Add support for buffering is scripted logs

Mon Aug 14 15:45:07 UTC 2017

Hello!

On Mon, Aug 07, 2017 at 10:36:19AM +0000, Eran Kornblau wrote:

> Hi all,
> 
> The attached patch adds support for log buffering when using variables in the access log file name.
> 
> The use case is this - we use nginx to receive analytics beacons and write them to the access log.
> We'd like to have a log file per hour that contains the logs of the specific hour. If we use some external 
> script to perform log rotate, we cannot avoid log lines slipping between adjacent files.
> It's important for us to have the log lines partitioning accurate, in case we need to reindex a specific 
> hour to the database.
> Scripted logs seem perfect for this, but we don't want to give up on log compression, since the 
> number of events can be high.
> 
> The patch relies on the open file cache to keep the context (buffer + flush event) of each file.
> In order to do that, I added the ability to register callbacks in open file cache for these events:
> 1. init - new cached file object created
> 2. flush - the file handle of a cached file is closed
> 3. free - the cached file is destroyed
> The context is allocated right after the ngx_cached_open_file_t struct, this was done in order to avoid
> increasing the size of the ngx_cached_open_file_t struct (compared to the alternative of adding some
> opaque pointer on this struct).
> Therefore, there are no memory implications for "regular" (log = 0) open file caches, the overhead is
> only an extra 'if' on the creation / deletion of the cached file object (no impact at all on cache hit,
> which is probably the most performance sensitive) 

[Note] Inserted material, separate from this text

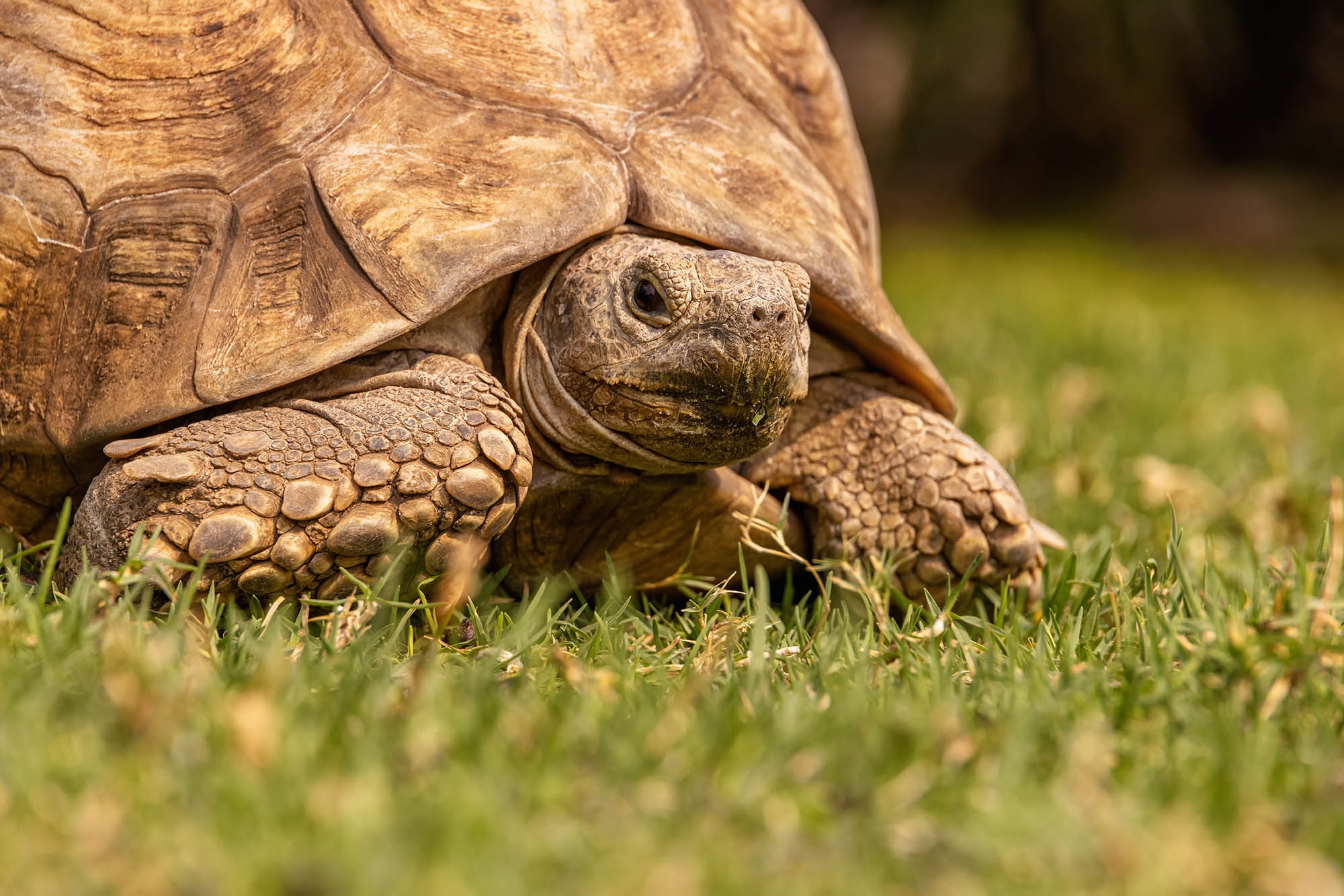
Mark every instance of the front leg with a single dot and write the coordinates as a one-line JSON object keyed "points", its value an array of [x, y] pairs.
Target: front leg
{"points": [[411, 463], [885, 474]]}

Just a quick note: for me, the whole feature looks questionable, 
and the implementation is far from being in a commitable state.

> Btw, on a similar subject - can anyone explain the purpose of checking the existence of the root dir
> in scripted logs? Only explanation I could think of is to provide some security protection in case $uri
> is used in the script, but that sounds like a very specific use case to me... 
> Anyway, if that is indeed the case, maybe it makes sense to add conf directive to enable/disable 
> this behavior?

The basic purpose of this restriction is to protect configurations 
like

    server {
        access_log /spool/vhost/logs/$host;
        ...
    }

from creating arbitrary log files, thus allowing DoS attacks via 
inode exhaustion.  Accordingly, the documentation 
(http://nginx.org/r/access_log) recommends to specify both root 
and access_log if you want to use variables in logging:

: during each log write the existence of the request’s root 
: directory is checked, and if it does not exist the log is not 
: created. It is thus a good idea to specify both root and 
: access_log on the same level:
:
: server {
:     root       /spool/vhost/data/$host;
:     access_log /spool/vhost/logs/$host;
:     ...

-- 
Maxim Dounin
http://nginx.org/